Digámoslo de una vez: El mundo es de quien se la juega.
He visto a personas de talentos envidiables dejar tras su
muerte fallecer sus ilusiones. Personas que teniendo mucho han conseguido poco
y personas que con poco han logrado muncho. He visto a personas de extraordinaria belleza esperar a ser elegidas en lo alto de
su torre y a personas de – digamos – dudoso atractivo dejar a
un lado la carcasa y asaltar un corazón.
Por todo eso, he llegado a
una conclusión: el mundo no es de quien más tiene o más anhela, sino de aquel
que es capaz de quererse sin medida, apartar de un golpe lo superfluo y
lanzarse sin reserva tras aquello que desea.

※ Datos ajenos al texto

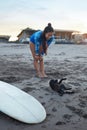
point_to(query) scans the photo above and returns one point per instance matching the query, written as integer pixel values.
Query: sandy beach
(67, 112)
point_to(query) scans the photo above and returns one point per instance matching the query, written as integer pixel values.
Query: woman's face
(48, 35)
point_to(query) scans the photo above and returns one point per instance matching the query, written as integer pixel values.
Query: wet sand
(67, 112)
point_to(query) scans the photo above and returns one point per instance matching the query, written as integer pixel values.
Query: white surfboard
(20, 105)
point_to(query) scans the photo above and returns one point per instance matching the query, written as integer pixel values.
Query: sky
(16, 15)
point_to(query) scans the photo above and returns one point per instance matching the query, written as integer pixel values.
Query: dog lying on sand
(60, 87)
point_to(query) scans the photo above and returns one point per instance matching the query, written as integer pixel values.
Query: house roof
(4, 37)
(28, 31)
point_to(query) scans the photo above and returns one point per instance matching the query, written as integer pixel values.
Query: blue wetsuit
(37, 40)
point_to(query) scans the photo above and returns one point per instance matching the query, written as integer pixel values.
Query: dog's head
(52, 83)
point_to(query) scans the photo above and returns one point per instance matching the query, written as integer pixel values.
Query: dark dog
(59, 87)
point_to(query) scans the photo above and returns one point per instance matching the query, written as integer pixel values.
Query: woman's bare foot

El principal motivo por el que no sacamos el máximo
partido a la existencia no es que no dispongamos de las capacidades adecuadas,
sino que vivimos esperando a que el contexto o el entorno nos den su OK para
actuar. Inundados de miedos, observamos la vida a través de un embudo
por el orificio equivocado: En lugar de mirar desde el agujero pequeño para
verlo todo grande, miramos desde el grande y lo vemos todo pequeño. Nos invade
el sentimiento de que, como acabamos de llegar, el mundo es propiedad de otros y
que debemos pedirles permiso para que alguno se apiade de nosotros y
nos entregue una porción.
No te ofendas, pero no eres tan importante. Nadie lo
es. Nuestra importancia solo cobra sentido a corto alcance. Es decir, con nuestras
personas queridas y, por supuesto, con nosotros mismos.